The rebound of the world's second-largest economy gained fresh momentum in August after improved nonfood price and factory-gate price levels pointed to a recovery in market demand from the COVID-19 pandemic, experts said.

The month-on-month growth in nonfood prices stood at 0.1 percent last month, the first time for the reading to turn positive after the COVID-19 outbreak, as the summer vacation boosted travel demand, the bureau reported.

The drop in the producer price index, which gauges factory-gate prices, narrowed for the third consecutive month in a row to 2 percent year-on-year in August, versus a 2.4 percent decline a month earlier, amid rising industrial production and higher international commodity prices, the bureau said.

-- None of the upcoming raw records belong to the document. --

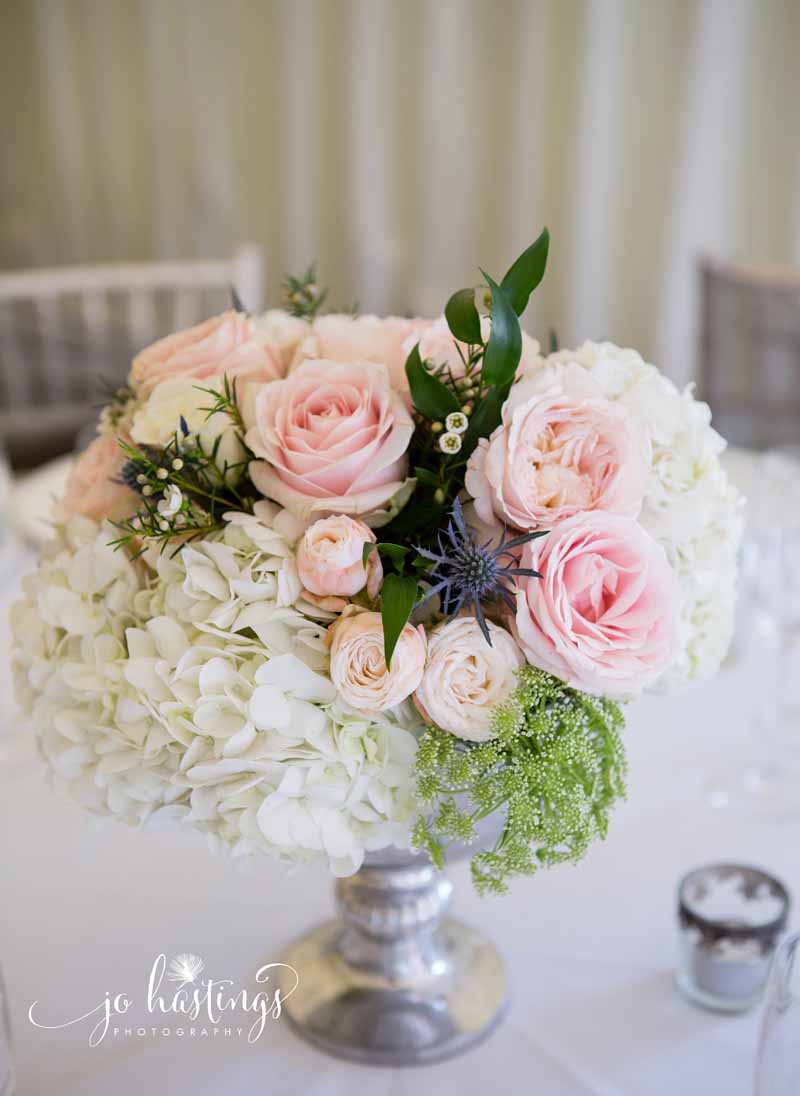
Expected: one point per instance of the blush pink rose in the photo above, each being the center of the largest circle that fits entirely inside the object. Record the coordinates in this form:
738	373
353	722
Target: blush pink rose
604	615
229	344
384	340
358	666
330	559
92	487
333	440
560	449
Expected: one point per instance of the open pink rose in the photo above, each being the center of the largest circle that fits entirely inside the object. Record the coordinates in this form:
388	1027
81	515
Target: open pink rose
333	440
604	615
385	340
231	344
330	559
560	449
92	488
358	666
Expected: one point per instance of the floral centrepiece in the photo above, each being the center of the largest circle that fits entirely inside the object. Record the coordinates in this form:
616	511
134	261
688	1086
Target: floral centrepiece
324	584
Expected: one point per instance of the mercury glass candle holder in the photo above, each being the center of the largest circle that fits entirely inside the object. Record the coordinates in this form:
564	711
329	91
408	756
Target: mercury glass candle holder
731	917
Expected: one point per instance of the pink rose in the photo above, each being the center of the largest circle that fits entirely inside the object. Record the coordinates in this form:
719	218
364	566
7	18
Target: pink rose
229	344
93	488
330	559
604	615
358	668
333	440
560	449
385	340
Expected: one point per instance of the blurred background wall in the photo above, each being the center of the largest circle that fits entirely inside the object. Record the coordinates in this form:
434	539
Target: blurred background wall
401	143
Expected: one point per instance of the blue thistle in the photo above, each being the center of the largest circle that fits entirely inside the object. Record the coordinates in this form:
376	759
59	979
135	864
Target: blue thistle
466	572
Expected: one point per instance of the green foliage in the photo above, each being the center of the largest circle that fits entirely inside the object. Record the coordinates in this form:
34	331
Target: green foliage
504	347
463	318
398	597
430	396
555	766
526	272
303	296
208	486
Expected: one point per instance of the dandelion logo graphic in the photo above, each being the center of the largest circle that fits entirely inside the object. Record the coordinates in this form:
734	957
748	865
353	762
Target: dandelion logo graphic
185	968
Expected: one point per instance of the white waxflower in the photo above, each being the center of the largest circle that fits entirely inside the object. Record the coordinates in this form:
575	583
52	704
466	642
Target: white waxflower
689	506
456	422
171	502
449	443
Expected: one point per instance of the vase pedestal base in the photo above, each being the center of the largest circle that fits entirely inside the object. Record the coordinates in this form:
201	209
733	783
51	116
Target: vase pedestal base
392	982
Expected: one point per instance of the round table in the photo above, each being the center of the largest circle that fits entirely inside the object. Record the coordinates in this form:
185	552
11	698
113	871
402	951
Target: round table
591	949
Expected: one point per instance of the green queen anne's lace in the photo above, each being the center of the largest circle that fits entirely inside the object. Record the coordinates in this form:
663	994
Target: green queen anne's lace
555	766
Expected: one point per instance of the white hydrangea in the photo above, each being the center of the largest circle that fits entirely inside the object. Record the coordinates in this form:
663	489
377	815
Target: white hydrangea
196	688
689	506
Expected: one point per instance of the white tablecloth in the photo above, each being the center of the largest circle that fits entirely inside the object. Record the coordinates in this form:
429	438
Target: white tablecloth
591	949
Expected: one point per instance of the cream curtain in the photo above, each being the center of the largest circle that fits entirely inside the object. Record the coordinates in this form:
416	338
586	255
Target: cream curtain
401	143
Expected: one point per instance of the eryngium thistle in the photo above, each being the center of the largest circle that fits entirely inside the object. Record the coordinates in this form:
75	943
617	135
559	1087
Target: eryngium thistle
466	572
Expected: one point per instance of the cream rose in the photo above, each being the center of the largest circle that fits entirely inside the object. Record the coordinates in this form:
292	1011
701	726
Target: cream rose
333	440
330	559
93	487
229	345
157	421
466	678
358	668
561	449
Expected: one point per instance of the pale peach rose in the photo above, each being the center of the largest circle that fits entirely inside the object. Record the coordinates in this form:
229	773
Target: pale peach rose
330	560
560	449
465	678
230	344
604	615
93	487
384	340
358	666
333	440
286	332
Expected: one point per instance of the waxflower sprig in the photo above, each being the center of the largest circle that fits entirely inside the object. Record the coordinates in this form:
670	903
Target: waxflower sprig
184	490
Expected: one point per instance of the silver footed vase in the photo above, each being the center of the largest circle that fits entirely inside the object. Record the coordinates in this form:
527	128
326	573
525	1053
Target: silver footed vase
393	980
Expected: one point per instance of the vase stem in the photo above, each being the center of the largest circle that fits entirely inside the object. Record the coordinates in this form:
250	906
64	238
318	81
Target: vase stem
393	980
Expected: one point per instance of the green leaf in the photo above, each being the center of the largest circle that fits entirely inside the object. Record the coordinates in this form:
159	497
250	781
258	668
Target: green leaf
504	347
463	318
526	272
396	552
432	399
398	597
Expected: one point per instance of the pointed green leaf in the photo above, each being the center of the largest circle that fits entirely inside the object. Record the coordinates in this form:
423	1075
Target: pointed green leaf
398	597
504	347
526	272
463	318
431	398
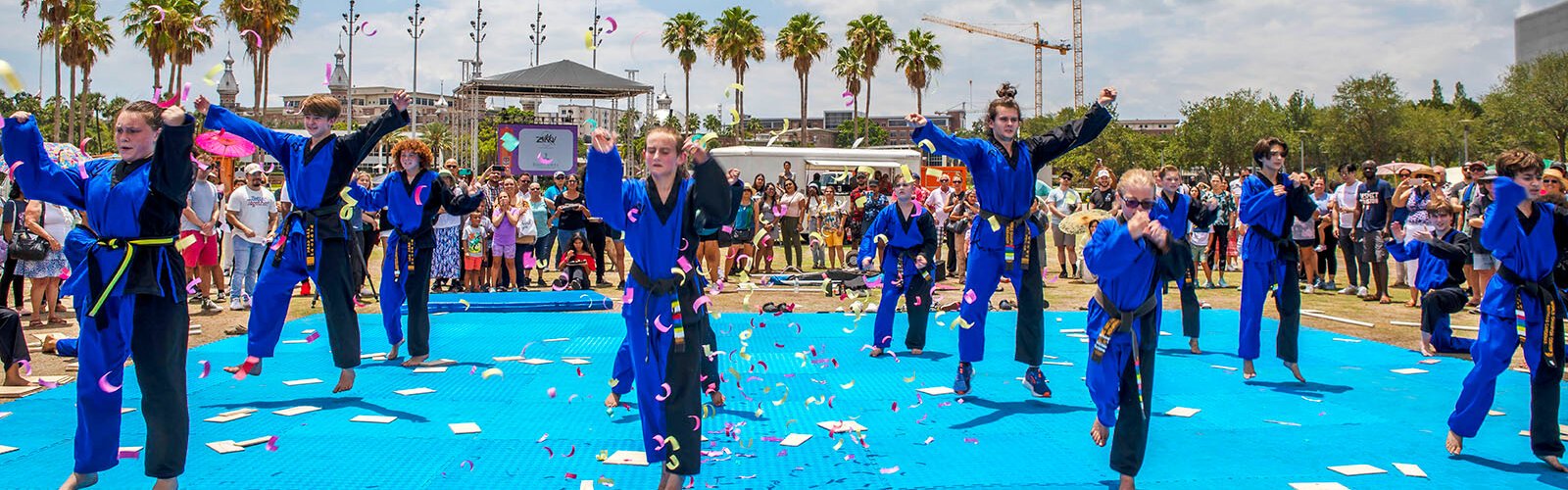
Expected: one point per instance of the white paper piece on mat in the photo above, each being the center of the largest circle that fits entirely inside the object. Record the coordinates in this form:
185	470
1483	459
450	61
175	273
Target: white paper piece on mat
1183	412
796	440
297	411
373	418
627	458
1410	469
1356	469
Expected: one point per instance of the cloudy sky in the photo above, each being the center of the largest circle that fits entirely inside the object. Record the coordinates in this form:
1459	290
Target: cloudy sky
1157	52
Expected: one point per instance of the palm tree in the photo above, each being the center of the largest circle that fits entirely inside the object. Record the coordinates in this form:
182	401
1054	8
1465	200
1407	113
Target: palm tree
83	38
54	15
919	55
682	35
851	70
736	39
271	21
804	41
870	33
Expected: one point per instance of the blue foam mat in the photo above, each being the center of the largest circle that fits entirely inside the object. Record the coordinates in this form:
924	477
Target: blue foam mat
514	302
1352	412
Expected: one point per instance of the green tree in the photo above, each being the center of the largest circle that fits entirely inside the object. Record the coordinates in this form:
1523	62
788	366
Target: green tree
919	55
802	43
682	35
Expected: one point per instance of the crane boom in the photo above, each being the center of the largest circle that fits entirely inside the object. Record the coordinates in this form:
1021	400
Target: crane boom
1040	46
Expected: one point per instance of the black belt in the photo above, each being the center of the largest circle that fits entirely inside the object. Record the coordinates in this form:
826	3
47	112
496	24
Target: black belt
1118	320
1544	289
1010	228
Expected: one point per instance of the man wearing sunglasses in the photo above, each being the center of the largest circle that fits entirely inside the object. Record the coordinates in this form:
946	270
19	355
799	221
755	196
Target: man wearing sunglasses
1269	257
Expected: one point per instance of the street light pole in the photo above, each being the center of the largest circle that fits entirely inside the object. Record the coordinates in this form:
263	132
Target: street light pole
416	30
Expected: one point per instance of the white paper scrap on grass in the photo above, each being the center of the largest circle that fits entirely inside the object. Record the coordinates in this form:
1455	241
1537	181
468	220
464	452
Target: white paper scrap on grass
1356	469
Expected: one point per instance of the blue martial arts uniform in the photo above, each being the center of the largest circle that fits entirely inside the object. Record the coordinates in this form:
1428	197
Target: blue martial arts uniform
665	336
1269	260
1175	214
129	283
1125	319
1526	255
1440	278
405	270
1003	234
314	239
906	239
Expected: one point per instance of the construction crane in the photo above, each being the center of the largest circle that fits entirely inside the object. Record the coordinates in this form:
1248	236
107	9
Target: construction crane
1040	46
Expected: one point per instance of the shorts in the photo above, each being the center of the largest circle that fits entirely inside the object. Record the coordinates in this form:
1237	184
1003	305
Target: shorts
1062	239
506	250
203	252
1484	261
1372	249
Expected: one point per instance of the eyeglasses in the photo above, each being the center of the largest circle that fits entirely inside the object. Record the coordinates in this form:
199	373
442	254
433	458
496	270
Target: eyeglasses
1137	205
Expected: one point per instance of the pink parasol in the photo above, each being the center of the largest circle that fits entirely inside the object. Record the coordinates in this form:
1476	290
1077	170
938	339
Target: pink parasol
224	145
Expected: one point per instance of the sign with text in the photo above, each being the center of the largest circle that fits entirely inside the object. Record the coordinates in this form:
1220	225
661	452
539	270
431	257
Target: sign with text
537	148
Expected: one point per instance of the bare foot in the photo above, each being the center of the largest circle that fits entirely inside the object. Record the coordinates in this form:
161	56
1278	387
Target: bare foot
345	380
1100	434
78	481
256	369
1551	461
1296	369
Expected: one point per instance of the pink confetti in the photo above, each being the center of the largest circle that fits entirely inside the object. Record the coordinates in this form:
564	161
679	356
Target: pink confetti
106	385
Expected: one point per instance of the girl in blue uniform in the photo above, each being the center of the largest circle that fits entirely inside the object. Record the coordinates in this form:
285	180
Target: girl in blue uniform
1003	234
313	239
1128	255
129	280
665	336
1440	276
908	240
1269	203
1520	232
413	197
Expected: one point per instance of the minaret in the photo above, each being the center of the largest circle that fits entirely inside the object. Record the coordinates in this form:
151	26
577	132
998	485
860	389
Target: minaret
339	83
227	86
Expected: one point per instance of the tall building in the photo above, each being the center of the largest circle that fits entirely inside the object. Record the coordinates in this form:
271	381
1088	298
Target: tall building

But experts noted that the recovery in demand has only been marginal and could remain vulnerable due to lingering uncertainties, making more supportive macro policies needed to ensure the recovery is sustained.

"A weak core CPI, which excludes food and energy prices, indicates that the recovery in domestic demand remains sluggish," said Zhang Bin, a senior researcher at the Chinese Academy of Social Sciences' Institute of World Economics and Politics.

Core CPI, seen as the key indicator of aggregate demand, rose 0.5 percent year-on-year last month, the same as July and the lowest level since the bureau started releasing the figure in 2013.

Monetary policy should stay accommodative to maintain the recovery in demand and it is necessary in order to further lower interest rates, Zhang said.